Iran raises voice as S. Korea can lose billions in investments

June 29, 2012 | Asia, Government & Regulations

Iran_oil_sanctionsIran seriously change its relationship with South Korea, if the country continues to follow the sanctions imposed on the Islamic Republic, Iran’s ambassador to South Korea Ahmad Masumifar said, IRNA reported.

South Korea said on Monday it would halt imports of Iranian crude from July 1 due to a European Union ban on insuring tankers carrying Iranian oil, becoming the first major Asian consumer of Iranian crude to announce suspension of imports.

South Korea, the world’s fourth largest buyer of Iranian crude, has said it had no plan to provide state guarantee like Japan to continue its imports and the economy ministry has said it had already secured most of its replacement oil from Iraq, Kuwait, Qatar and the United Arab Emirates.

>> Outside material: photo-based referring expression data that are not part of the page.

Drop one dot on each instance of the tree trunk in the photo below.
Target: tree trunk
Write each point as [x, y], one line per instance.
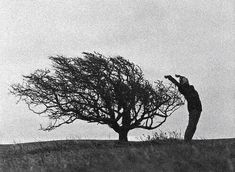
[123, 136]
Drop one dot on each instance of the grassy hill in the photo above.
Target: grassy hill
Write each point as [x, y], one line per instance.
[96, 155]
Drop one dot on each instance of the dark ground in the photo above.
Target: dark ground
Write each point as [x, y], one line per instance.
[96, 155]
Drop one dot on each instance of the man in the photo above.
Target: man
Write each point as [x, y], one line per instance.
[194, 104]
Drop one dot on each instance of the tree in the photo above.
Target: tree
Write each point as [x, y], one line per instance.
[98, 89]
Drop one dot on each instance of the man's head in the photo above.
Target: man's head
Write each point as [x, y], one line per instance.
[184, 80]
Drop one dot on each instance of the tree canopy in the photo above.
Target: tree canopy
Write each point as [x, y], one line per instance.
[95, 88]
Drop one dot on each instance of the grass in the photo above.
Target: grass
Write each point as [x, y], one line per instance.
[156, 153]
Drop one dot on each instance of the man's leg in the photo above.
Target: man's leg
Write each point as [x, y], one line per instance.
[192, 125]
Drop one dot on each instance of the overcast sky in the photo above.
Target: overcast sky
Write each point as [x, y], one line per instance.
[191, 38]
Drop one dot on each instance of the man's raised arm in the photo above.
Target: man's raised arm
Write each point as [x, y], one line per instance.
[172, 80]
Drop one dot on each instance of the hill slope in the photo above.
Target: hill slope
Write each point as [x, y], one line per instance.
[97, 155]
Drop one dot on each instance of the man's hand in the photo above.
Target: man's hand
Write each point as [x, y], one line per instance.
[168, 76]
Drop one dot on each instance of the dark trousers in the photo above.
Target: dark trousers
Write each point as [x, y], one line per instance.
[194, 116]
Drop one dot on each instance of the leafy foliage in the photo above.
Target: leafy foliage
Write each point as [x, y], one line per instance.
[98, 89]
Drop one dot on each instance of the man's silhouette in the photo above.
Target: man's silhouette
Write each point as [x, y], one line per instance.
[194, 104]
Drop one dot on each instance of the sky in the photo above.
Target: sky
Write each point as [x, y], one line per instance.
[194, 38]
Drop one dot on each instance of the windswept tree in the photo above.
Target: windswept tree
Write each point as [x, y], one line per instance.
[98, 89]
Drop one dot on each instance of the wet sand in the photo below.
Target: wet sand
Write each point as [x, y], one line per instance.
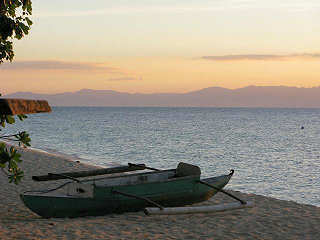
[268, 219]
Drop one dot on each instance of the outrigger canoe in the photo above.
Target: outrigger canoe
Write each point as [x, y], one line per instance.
[126, 193]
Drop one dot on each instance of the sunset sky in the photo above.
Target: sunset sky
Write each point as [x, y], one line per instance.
[150, 46]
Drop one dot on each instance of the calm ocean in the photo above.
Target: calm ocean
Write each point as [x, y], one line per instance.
[268, 149]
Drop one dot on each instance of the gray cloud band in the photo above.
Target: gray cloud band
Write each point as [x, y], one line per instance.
[261, 57]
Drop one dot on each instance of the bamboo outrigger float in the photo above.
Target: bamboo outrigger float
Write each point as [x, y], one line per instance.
[161, 189]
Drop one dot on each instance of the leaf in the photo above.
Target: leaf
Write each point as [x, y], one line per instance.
[29, 21]
[10, 119]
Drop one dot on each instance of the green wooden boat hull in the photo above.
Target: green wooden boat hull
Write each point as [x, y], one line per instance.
[170, 193]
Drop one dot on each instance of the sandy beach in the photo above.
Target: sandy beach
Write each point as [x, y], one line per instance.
[269, 219]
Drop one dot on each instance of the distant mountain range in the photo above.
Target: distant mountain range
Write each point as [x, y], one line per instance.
[251, 96]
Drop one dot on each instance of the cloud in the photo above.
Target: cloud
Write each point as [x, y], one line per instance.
[56, 65]
[262, 57]
[123, 79]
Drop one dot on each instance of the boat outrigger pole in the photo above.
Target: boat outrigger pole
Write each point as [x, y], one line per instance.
[221, 190]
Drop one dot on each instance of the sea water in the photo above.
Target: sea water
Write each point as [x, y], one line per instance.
[274, 152]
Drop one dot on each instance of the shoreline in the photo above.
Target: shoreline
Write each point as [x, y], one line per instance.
[269, 219]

Ambassador Masumifar warned that import of Korean companies’ goods in Iran can be stopped completely if the oil exports from Iran are stopped.

Last year trade turnover between Iran and South Korea reached approximately $10 billion.

Such companies as LG, Samsung, Hyundai, Hanjyn, Daewoo Shipbuilding can suffer a lot because of the billions-worth investments made in Iran.

Iranian Oil Minister Rostam Qasemi warned South Korea on Thursday that Tehran would reconsider ties with Seoul if the country stopped importing oil from Iran, the official IRNA news agency reported.

The United States earlier this month extended exemptions from its sanctions on Iran’s oil trade to seven more countries including South Korea.

Asia’s top buyers of Iranian oil have cut imports by more than a quarter of a million barrels per day in the first five months of the year as they prepared for U.S. sanctions that take effect on Thursday and the curbs to be imposed by the EU.